Expanded support for very large published datasets
Important note |
This functionality isn't available as standard to all users. Please contact your InfoSum representative to learn more about how to gain access. |
InfoSum Platform now supports a larger file ingestion capability of up to 2,000 columns per published dataset.
This is an increase from 250 columns to almost 2000 columns. You will need to specify that your data set has up to 2000 columns when provisioning a Bunker. The following applies to very large datasets:
- The maximum number of rows is 350m
- The maximum number of columns is 1999
- Large datasets cannot be automated
- Large datasets cannot be used for incremental updates
Creating a very large dataset
The steps are the same as for creating a dataset except you will need to select the New Dataset Size option shown below.
Under Import data’s maximum number of columns, select Up to 2000.
Click Next.

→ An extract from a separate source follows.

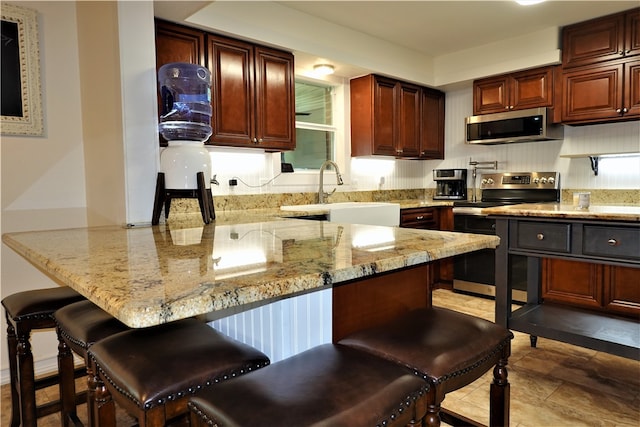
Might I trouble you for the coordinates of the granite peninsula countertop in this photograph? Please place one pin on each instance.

The remaining steps are the same as for creating a dataset. Next, you can import your large dataset into InfoSum Platform.
Importing a large dataset
The steps are the same as for Importing a dataset. Due to the increased size of the dataset, this process can take longer than for a standard dataset, for example:
- Importing into a Bunker takes approximately 13 hours for a 250 million rows dataset and 1999 columns.
- Normalization for 250m rows/1999 columns (7 keys, remaining columns binary) can take up to 3 days. If your dataset contains addresses mapped to the Global schema normalizations can take an additional day to process.

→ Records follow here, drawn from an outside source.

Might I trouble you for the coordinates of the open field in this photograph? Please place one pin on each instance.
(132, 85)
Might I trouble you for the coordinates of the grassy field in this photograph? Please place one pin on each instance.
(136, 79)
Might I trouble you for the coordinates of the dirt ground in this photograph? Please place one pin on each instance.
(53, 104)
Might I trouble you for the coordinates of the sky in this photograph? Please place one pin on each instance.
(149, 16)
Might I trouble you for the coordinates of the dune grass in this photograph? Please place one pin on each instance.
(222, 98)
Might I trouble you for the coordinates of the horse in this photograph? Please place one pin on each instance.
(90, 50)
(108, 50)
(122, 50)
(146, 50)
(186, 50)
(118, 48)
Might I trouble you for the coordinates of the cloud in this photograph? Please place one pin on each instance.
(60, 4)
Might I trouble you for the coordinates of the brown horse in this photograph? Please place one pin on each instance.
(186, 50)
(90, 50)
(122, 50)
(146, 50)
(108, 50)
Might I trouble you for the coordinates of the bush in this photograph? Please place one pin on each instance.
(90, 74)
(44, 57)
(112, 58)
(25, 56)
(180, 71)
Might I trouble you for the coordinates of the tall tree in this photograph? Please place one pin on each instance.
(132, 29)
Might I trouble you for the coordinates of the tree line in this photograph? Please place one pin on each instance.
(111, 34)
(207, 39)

Once an import, normalization or dry run has started, it will continue to run if you exit the Bunker. When re-entering the Bunker, progress will automatically be displayed for an import or dry run. For a normalization, you will need to select the Publish tab to see the progress.

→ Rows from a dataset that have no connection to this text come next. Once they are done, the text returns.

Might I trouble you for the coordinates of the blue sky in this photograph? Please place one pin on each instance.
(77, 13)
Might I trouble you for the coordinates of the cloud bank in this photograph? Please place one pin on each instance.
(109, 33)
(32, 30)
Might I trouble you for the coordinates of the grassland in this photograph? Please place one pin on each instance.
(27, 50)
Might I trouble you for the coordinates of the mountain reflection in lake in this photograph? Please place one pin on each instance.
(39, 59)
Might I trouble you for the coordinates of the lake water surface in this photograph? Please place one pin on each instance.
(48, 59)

Important: To ensure that data is imported correctly, always wait for the moving bar at the top of the screen to disappear. This can take up to 5 minutes for large data sets. For example, clicking the Normalize button when the bar still appears can cause normalization to fail.
Once the import to a Bunker is complete, you can launch the Category Wizard to bulk assign columns to categories. Activation Bunkers have an additional option to bulk assign output columns. See assign output data for more information.
Normalizing and publishing very large datasets
Normalizing a dataset is done using List View instead of Spreadsheet.
You can test your dataset with a dry run. Next, you can normalize and publish your dataset to make it available for queries.